Nuclear Waste Tomb Under Sea to Cost £83 Billion

A vast tomb under the sea planned to house the UK's growing stockpile of radioactive waste is set to become the country's longest and most expensive infrastructure project.

The Geological Disposal Facility (GDF) project has been so delayed that the UK now needs to construct a network of tunnels through 36 square kilometres of rock to create a vast cavern deep underground to hold radioactive waste built up from seven decades of civil nuclear power generation, the Telegraph reports. The latest estimate from scientists at the Nuclear Waste Services (NWS), which is designing it, is that it will take more than 150 years to complete and will cost £83 billion in total. That takes it beyond the £57.8 billion Hinkley Point C nuclear power station and the £75.3 billion London to Birmingham HS2 rail line as the biggest construction projects ever built in the UK.

The Geological Disposal Facility (GDF) will be several kilometres below the seabed. (Image: Yahoo)

The Royal Albert Hall has a volume of 100,000 cubic metres and the volume of radioactive waste that needs a home is eight times that. The cavern system needed will be even bigger because it also includes tunnels, so the UK will need to excavate more than double that volume of rock. The waste includes 110,000 tonnes of uranium, 6,000 tonnes of spent nuclear fuel and about 120 tonnes of plutonium, most of which is stored at the Sellafield site in Cumbria.

The finished structure will be even larger because the estimates do not include waste from a new generation of nuclear power stations that the government is planning. No site has been chosen for the GDF but after five decades of deliberation, the list of possible locations is down to two. One is off the Lincolnshire coast, next to the popular seaside resort of Mablethorpe. The other is off the Cumbrian coast round Copeland, another tourist area.
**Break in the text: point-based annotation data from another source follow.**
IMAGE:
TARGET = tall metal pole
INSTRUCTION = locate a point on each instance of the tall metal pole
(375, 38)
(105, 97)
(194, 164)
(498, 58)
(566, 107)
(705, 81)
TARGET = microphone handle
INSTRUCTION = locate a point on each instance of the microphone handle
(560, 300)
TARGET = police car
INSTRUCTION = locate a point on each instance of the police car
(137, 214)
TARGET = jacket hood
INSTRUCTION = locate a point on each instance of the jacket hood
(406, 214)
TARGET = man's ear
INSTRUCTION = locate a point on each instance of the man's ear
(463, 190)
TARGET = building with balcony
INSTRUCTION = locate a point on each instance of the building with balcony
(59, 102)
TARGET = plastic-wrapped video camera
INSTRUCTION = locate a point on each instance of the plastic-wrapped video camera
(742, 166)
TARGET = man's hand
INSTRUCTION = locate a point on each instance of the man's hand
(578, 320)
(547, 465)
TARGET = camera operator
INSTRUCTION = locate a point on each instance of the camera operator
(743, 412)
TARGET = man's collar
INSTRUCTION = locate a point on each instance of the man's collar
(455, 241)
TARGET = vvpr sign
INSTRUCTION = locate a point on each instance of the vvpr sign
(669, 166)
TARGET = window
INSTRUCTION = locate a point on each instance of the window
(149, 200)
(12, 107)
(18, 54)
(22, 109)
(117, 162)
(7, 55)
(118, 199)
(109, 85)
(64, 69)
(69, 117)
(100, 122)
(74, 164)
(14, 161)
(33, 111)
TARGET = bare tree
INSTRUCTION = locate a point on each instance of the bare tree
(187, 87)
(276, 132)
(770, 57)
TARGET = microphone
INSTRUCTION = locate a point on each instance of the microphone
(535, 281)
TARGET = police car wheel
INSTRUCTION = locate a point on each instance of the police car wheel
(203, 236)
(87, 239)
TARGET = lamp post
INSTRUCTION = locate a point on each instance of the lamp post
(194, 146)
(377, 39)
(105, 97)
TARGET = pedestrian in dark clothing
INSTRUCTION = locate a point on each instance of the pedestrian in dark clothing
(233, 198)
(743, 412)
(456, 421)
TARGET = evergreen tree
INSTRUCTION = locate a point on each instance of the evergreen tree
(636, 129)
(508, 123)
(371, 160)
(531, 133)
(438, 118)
At both sites, the plan is to sink a vertical shaft 1,067 metres deep and then construct a network of horizontal tunnels at a depth of several kilometres under the seabed.

In them, workers will carve out vast caverns in layers of impermeable clay and mudstone. Scientists hope they will provide a final resting place for the UK's radioactive waste. Once they are full, the caverns will be backfilled with cement and sealed shut, forever.

The UK has to undertake such a huge disposal operation because of the nature of radioactive materials. Plutonium, for example, has a half-life of 24,000 years while uranium-238 has a half-life of 4.5 billion years. That means the UK's nuclear waste will remain dangerous long after human civilisation has disappeared. "The scale of this is profound," said Neil Hyatt, chief scientific adviser at NWS, pointing out that keeping such a vast quantity of waste safe for such a long time can never be cheap.

Management of nuclear waste has been a problem for decades. Claire Corkhill, professor at the University of Bristol and a member of the government's Radioactive Waste Management Advisory Board, said the nuclear industry cannot be sustainable without a disposal facility.

Environmental campaign groups such as Guardians of the East Coast in Mablethorpe and South Copeland Against GDF in Cumbria are campaigning against it with petitions and demonstrations. Their secretary, Richard Outram, said tourism in both areas would be killed if they became nuclear waste dumps. In 2022 alone, about 4.5 million visitors went to Mablethorpe.

Summary

The UK is planning to build a vast underground tomb to store its radioactive waste, which will be the country's most expensive and longest infrastructure project. The Geological Disposal Facility (GDF) is estimated to cost £83 billion and will take more than 150 years to complete. It will be built several kilometres below the seabed and will be large enough to hold eight times the volume of the Royal Albert Hall.